Interestingly enough, Herras says there are actual couples among the komiks creators: “We have real-life sweethearts Criselda Santos and Milo Galang working on a comic book together. There are fan favorites such as Marianie, Hench Dulin, Alexandra Sevilla and Cy Vendivil.” Like Esguerra, Herras says some first-time komiks creators have been discovered along the way.

With “Kilig” just underway, the biggest challenge is simply getting everything done. Esguerra says, “So far it’s been scheduling—just making sure that people have enough time to do what they need to do, knowing that some are working on this while in school, or working, or taking care of themselves or their families, or not having reliable power because of a typhoon.”

Herras looks at “Kilig” as “another opportunity to grow more romance komiks, and Komiket would love to publish a full-length romance graphic novel!”

Esguerra sees it a little differently: “In the case of romance komiks, I don’t think we’re starting anything new. After seeing everyone talk about their ideas and their previous work in romance novels/komiks/fan fic/web toons, what I hope is that we’re finding people who believe in the same thing—that the romance we publish can be empowering and affirming especially now—and give them a chance to reach a new audience.”

Different circumstances

There was a time when the weekly komiks industry was alive and kicking, and serials included love stories, before that industry completely died out.
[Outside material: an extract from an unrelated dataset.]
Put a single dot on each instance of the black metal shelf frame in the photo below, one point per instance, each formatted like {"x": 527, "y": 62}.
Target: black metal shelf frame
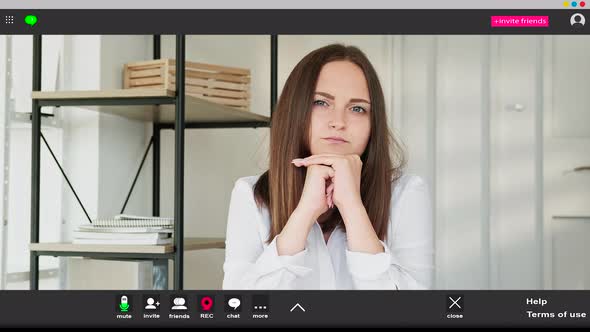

“Yes we did, and we also had action, bomba and fantasy, and many great work,” Herras explains. “But komiks during that time was published under different circumstances. And most creators didn’t pass on their knowledge to the next generation of creators. Which is why komiks today is mostly created by self-learned creators. I think ‘Kilig’ is more of rediscovering romance komiks told in our own way, and in our time, than it is an effect or connected with that period.”

“Kilig” then represents the best chance for two passionate creative communities to find one way of going steady.

“I hope readers discover a new author to love,” Esguerra says. “We have amazing Filipino authors writing romance. I hope fellow authors and creatives get to see that we can create romance fiction and still contribute to causes that matter to us. The art we make that gets us through a tough time can help people beyond the author and the reader.”